With each step the hind legs of a wriggling puppy slipped a little farther through Worth's arms. When finally he stood before them only a big puppy head was visible underneath each shoulder. Approaching Ann, then backing around, he let one squirming pair of legs rest on her lap, freed his arm, and Ann had the puppy. "You can play with him a little while," he remarked graciously.

"Worth," said Katie, "it is unto my friend Miss Forrest, known in the intimacies of the household as Miss Ann, that you have just made this tender offering."

Worth took firm hold on his remaining puppy and stood there surveying Ann. "I came last night," he volunteered, after what seemed satisfactory inspection.

Ann just smiled at him, rumpling the puppy's soft woolly coat.

"How long you been here?" he asked cordially.

"Just two days," she told him.

"I'm going to stay all summer," he announced, hoisting his puppy a little higher.

"That's nice," said Ann; her puppy was climbing too.

"How long you goin' to stay?" he wanted to know.

"Miss Ann is going to stay just as long as we are real nice to her, Worthie," said Katie, looking up from the magazine she was cutting.

"She can play with the puppies every morning, Aunt Kate," he cried in a fervent burst of hospitality.

"You got a dog at home?" he asked of Ann.

At the silence, Katie looked up. The puppy was now cuddled upon Ann's breast, her two arms about it. As she shook her head her chin brushed the soft puppy fur—then buried itself in it. Her eyes deepened.

"It must be just the dreadfulest thing there is not to have a dog," Worth condoled.

There was no response. The puppy's head was on Ann's shoulder. He was ambitious to mount to her face.

"Didn't you never have a dog?" Worth asked, drawling it out tragically.

The head nodded yes, but the eyes did not grow any more glad at thought of once having had a dog.

Worth took a step nearer and lay an awed hand upon her arm. "Did he—die?"

She nodded. Her face had grown less sorrowful than hard. It was the look of that first day.

Worth shook his head slowly to express deep melancholy. "It's awful—to have 'em die. Mine died once. I cried and cried and cried. Then papa got me a bigger one."

He waited for confidences which did not come. Ann was holding the puppy tight.

"Didn't your papa get you 'nother one?" he asked, as one searching for the best.

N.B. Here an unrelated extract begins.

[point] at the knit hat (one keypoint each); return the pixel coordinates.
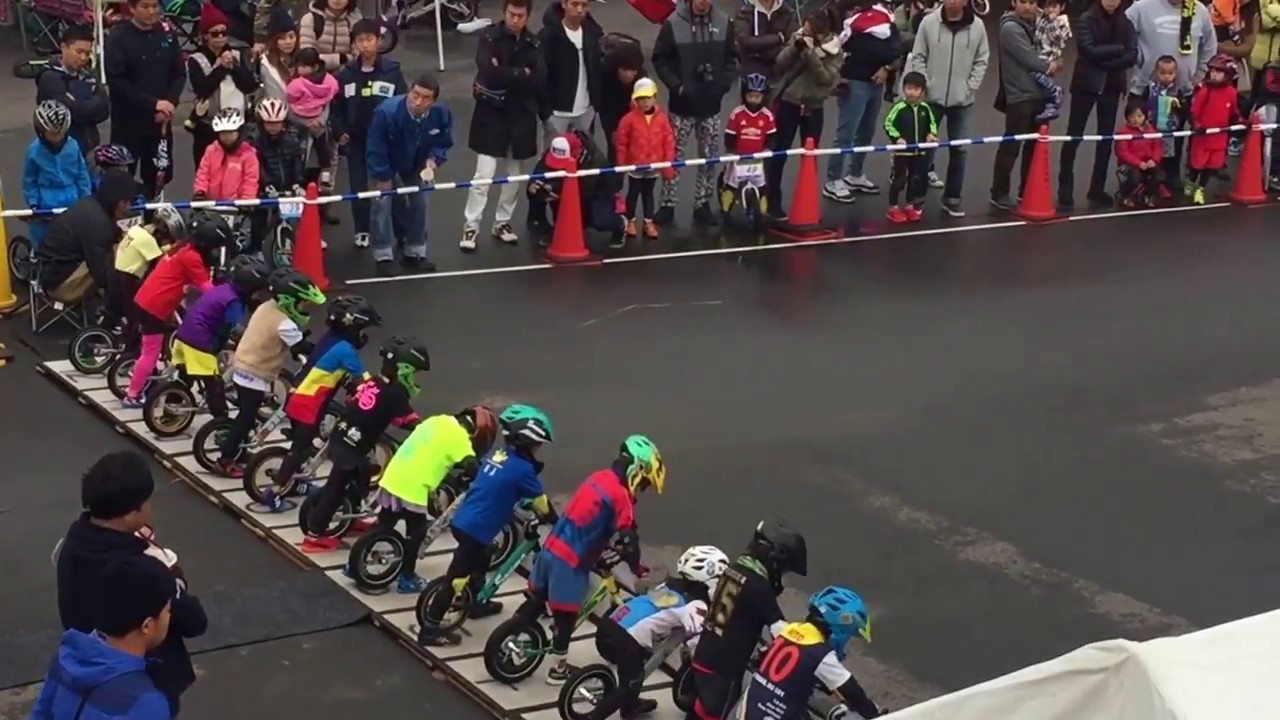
(211, 17)
(133, 589)
(280, 22)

"Worth dear," called Katie, "let's talk about the live puppies. There are so many live puppies in the world. And just see how the puppy loves Miss Ann."

"And Miss Ann loves the puppy. Mustn't squeeze him too tight," he admonished. "Watts says it's bad for 'em to squeeze 'em. Watts knows just everything 'bout puppies. He knows when they have got to eat and when they have got to sleep, and when they ought to have a bath. Do you suppose, Aunt Kate, we'll ever know as much as Watts?"

"Probably not. Don't hitch your wagon to too far a star, Worthie. No use smashing the wagon."

Suddenly Ann had squeezed her puppy very tight. "O—h," cried Worth, "you mustn't! I like to do it, too, but Watts says it squeezes the grows out of 'em. It's hard not to squeeze 'em though, ain't it?" he concluded with tolerance.